On a quest to secure their first major outdoor titles, Sidorova and Morris were on fire, producing perfect score cards through 4.90m, a height that only the pair managed to conquer in a competition that will be remembered as the deepest in World Championships history.
“I knew that we had to jump 4.90 to reach the podium, but it turned out we needed to go to 4.95m,” said the authorised neutral athlete, who jumped to silver at the 2014 and 2018 editions of the World Indoor Championships. “I felt confident at every height. I just focused on clearing each height on my first attempt because that was the only chance to win.”
“My first thought today, if nothing else, was just to have fun, go out and enjoy it, and I did, and that showed in the way I jumped,” said Morris, who jumped to silver medal performances at the 2016 Olympic Games and 2017 World Championships before taking world indoor gold last year. “I knew it was going to be between me and Sidorova.”
A record 17 athletes advanced to the final after topping the automatic qualifying height of 4.60m in Friday's qualification round. Illustrating the quality of the field, an opening height of 4.50m, the highest ever start at the World Championships, did nothing to winnow the field; 4.70m, the next height, eliminated just four.

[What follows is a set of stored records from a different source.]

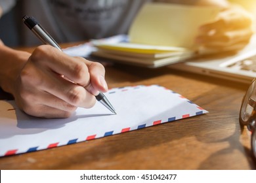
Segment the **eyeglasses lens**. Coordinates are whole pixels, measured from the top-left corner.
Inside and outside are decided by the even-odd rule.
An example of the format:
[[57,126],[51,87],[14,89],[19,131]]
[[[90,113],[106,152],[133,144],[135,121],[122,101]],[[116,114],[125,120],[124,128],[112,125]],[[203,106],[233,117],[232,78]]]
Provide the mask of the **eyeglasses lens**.
[[[242,106],[240,116],[244,122],[249,120],[253,110],[255,104],[251,101],[256,101],[255,82],[256,80],[254,80],[248,88]],[[247,124],[244,124],[244,125],[247,125]]]

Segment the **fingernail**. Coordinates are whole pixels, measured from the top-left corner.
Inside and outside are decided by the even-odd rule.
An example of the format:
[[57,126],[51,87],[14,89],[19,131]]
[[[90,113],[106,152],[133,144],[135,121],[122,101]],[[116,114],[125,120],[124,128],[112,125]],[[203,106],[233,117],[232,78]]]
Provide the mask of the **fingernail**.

But only six remained after 4.80m, where the casualties included 2015 world champion Yarisley Silva, 2012 Olympic champion Jenn Suhr and 2017 bronze medallist Robeilys Peinado.
The medallists were decided at 4.85m. Morris and Sidorova moved on after their fourth straight clearances of the night while Katerina Stefanidi, the defending champion, sailed clear on her second. Meanwhile, Canada's Alysha Newman and Swede Angelica Bengtsson bowed out to finish fifth and sixth, respectively. Bengtsson was pleased; her third attempt clearance at 4.80m added four centimetres to her national record - after she broke a pole.
“This is the first time it has happened in my career, and I am very happy it happened,” Bengtsson said, “because I always wanted to break a pole.”
After a first miss at 4.90m, Stefanidi had the bar raised to a would-be lifetime best of 4.95m. Her first try wasn’t especially close. Neither was her second, forcing the Greek Olympic champion to settle for bronze.
Morris was up next, produced plenty of height but hit the bar on the way down. Sidorova’s jump was eerily similar. Morris produced a near identical jump on the second time of asking while Sidorova came up well short, sailing under the bar. Morris then dug deep and came tatalisingly close with her third, but brushed it with her arm on the way down.
Conversely, Sidorova’s jump was clean to mark her second career best of the night, to finally clinch global gold. Emotionally spent, she burst into tears and called it a night.
“A few weeks ago I cried when I lost the Diamond League final,” Sidorova said. “Now I’m glad I was beaten there. It made me angrier, stronger and much more focused on the main season’s goal.”